Kabarminang – Pergerakan nilai tukar dolar Amerika Serikat (AS) terhadap rupiah kembali menjadi perhatian pada Sabtu (27/6/2026) siang. Bagi masyarakat yang menyimpan dolar, berencana menukar mata uang asing, maupun mengikuti perkembangan ekonomi global, perubahan kurs harian menjadi salah satu indikator penting untuk dipantau.
Berdasarkan data Google Finance yang diperbarui pada perdagangan terakhir, nilai tukar USD/IDR berada di level Rp17.910,0094 per dolar AS. Posisi tersebut menunjukkan dolar AS mengalami pelemahan 0,51 persen dibandingkan penutupan sebelumnya.

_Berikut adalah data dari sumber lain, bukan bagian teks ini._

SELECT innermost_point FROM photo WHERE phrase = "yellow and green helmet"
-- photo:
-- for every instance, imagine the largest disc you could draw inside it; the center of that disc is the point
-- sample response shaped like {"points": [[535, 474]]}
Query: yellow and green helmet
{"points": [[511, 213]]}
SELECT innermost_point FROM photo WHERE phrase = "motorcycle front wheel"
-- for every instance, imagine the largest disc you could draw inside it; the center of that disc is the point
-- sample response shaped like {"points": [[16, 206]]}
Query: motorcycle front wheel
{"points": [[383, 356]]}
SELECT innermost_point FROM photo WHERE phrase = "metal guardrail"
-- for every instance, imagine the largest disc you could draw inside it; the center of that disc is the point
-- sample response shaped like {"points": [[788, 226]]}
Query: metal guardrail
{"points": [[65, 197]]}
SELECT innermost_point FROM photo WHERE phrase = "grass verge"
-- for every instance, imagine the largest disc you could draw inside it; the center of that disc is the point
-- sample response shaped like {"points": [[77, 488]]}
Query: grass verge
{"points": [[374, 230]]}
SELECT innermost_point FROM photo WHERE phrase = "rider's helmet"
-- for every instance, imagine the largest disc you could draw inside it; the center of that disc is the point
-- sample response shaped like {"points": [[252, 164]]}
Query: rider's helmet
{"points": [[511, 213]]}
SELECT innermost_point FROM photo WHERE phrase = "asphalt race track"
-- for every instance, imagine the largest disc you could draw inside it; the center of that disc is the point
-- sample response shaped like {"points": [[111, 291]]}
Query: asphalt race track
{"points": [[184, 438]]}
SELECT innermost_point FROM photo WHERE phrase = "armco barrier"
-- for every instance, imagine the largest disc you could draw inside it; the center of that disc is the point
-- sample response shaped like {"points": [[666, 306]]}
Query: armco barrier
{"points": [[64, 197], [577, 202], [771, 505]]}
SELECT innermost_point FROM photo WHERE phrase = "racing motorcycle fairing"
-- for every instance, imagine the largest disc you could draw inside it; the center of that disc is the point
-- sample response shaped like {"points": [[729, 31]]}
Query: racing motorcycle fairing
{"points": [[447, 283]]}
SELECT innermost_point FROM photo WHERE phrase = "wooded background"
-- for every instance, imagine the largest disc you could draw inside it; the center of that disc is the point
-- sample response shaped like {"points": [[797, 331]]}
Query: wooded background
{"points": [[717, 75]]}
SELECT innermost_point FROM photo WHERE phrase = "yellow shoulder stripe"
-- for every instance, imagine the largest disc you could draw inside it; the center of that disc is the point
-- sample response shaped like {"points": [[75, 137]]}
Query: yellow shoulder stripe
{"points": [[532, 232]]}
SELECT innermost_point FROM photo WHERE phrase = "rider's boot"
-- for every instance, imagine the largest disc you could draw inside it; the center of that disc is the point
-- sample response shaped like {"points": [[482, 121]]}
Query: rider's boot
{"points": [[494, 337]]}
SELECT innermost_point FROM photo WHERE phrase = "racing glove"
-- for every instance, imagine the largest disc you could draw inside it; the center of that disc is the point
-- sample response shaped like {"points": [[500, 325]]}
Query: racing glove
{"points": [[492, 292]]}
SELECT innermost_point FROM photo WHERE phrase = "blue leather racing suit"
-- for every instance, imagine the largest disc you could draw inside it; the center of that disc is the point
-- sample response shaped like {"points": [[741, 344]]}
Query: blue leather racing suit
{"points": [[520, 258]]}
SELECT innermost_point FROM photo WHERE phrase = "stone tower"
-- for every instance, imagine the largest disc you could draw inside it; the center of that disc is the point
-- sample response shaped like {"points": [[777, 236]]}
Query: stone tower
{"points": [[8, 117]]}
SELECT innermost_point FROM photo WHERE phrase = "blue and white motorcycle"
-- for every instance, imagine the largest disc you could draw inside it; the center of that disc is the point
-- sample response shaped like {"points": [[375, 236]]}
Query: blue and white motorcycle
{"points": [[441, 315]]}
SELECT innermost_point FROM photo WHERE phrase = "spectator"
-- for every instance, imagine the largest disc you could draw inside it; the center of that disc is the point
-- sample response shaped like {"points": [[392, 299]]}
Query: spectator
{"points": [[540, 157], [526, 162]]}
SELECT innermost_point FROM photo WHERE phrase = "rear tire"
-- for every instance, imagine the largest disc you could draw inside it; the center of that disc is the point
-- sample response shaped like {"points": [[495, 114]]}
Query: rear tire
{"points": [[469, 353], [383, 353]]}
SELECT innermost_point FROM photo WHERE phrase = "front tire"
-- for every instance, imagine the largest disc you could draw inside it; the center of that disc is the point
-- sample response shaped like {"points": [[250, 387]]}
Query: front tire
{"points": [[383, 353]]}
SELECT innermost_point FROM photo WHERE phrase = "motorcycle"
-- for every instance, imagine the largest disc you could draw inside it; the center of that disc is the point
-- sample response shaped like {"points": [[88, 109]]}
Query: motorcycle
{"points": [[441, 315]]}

Secara nominal, dolar AS turun sekitar 91,99 poin, sehingga rupiah bergerak menguat terhadap mata uang Negeri Paman Sam. Pelemahan ini menjadi sinyal bahwa nilai tukar rupiah memperoleh ruang penguatan setelah sebelumnya berada di level yang lebih tinggi.
Bagi masyarakat yang memiliki kebutuhan membeli dolar AS, seperti untuk perjalanan ke luar negeri, pendidikan, maupun transaksi internasional, kondisi ini dapat menjadi kabar positif karena biaya pembelian dolar relatif lebih rendah dibandingkan hari sebelumnya.
Sebaliknya, bagi pelaku usaha yang menerima pembayaran dalam mata uang dolar AS, pelemahan kurs tersebut dapat memengaruhi nilai konversi ke rupiah. Meski demikian, perubahan harian seperti ini masih menjadi bagian dari dinamika pasar valuta asing yang dipengaruhi berbagai faktor ekonomi global.
Fluktuasi nilai tukar juga kerap dipengaruhi oleh sentimen pasar terhadap kebijakan suku bunga bank sentral, kondisi ekonomi Amerika Serikat, perkembangan geopolitik, hingga arus investasi ke negara berkembang, termasuk Indonesia.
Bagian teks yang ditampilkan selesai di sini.